New Delhi: India has decided to merge the two visa facilitation cards that are issued to people of Indian origin and register non-resident Indians in the electoral rolls to let them exercise their franchise, Prime Minister Manmohan Singh said on Saturday.
"We recently reviewed the Overseas Citizenship of India Card and Person of Indian Origin Card. We have decided to merge them into one," the prime minister told the 9th edition of India's annual convention to connect with its 25-million-strong diaspora in 130 nations.
He also said that the necessary amendments had been made to extend voting rights to non-resident Indians. "New legal provision will give them legitimate right to participate in Indian electoral process," the prime minister said.
"I am sure they will bring a breath of fresh air to Indian polity."
The prime minister was addressing some 1,500 delegates from 51 countries, members of the diplomatic core, ministers, chief ministers and bureaucrats, at what is called the Pravasi Bharatiya Divas. New Zealand Governor-General Anand Satyanand was the chief guest.
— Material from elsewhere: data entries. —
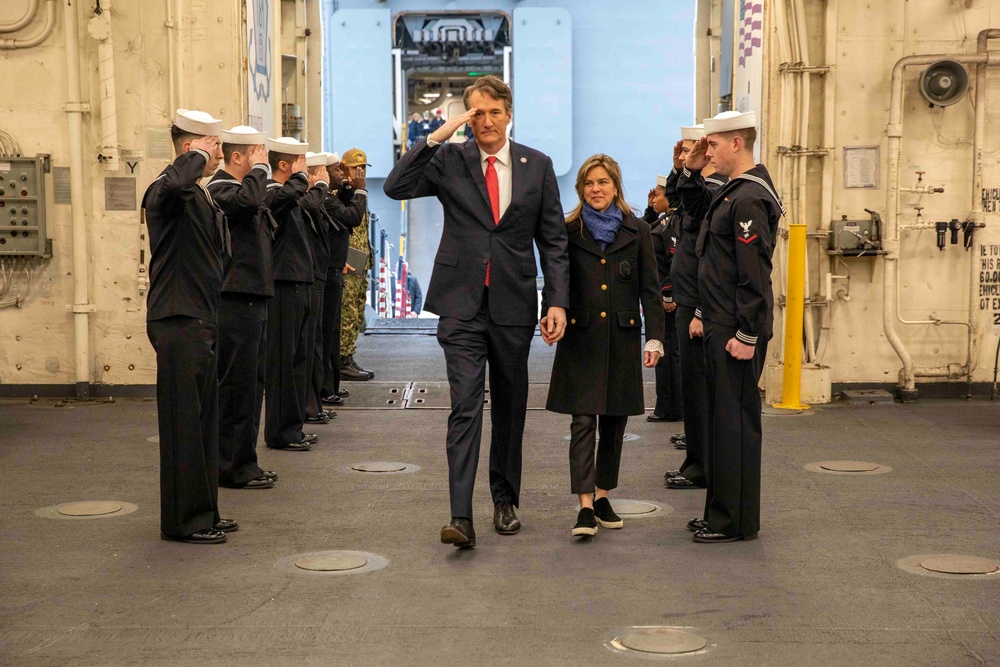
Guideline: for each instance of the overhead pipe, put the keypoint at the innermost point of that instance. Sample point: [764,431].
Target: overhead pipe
[100,29]
[75,108]
[8,43]
[29,16]
[894,133]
Others who spoke at the inaugural event included Minister for Overseas Indian Affairs Vayalar Ravi, Minister for Development of North Eastern Region B.K. Handique and Overseas Indian Affairs Secretary A. Didar Singh.
The prime minister said the past year was a busy year for India, with the leaders of all nations that are permanent members of the United Nations Security Council visiting New Delhi. "We will play a commensurate role in international forums."
He said during his visits to various countries, he was particularly pleased when the leaders and community leaders lauded the role played by the Indian community in their land of domicile.
The prime minister also unveiled the foundation stone for the Pravasi Bharatiya Kendra here and hoped it will fulfil its envisaged role of becoming a focal point for engagement between the Indian diaspora and India.
Ravi told the delegates that India had already amended the Representation of People Act to address the long-standing demand of non-resident citizens to enable them to exercise their franchise.
"I am happy to say non-resident Indians will be able to enroll themselves for voting."
Sir Satyanand said people of Indian origin who migrated to distant lands thousands of miles away over the past few centuries have never forgotten their roots. "To this day, they remain proud of their Indian heritage."
He said till 1976 the strength of the Indian diaspora in New Zealand numbered 6,300. But today, their numbers had swelled to over 100,000 people, to make them second largest Asian ethnic group in the South Pacific nation.
"The 25 million diaspora, the second largest expatriate community in the world, can give a powerful support to India in its ongoing path towards development. We should give our continued support to this diaspora."
Satyanand also hoped that the free trade agreement being negotiated between the two countries will fructify soon, as it had the potential to enhance bilateral economic engagement to a new level.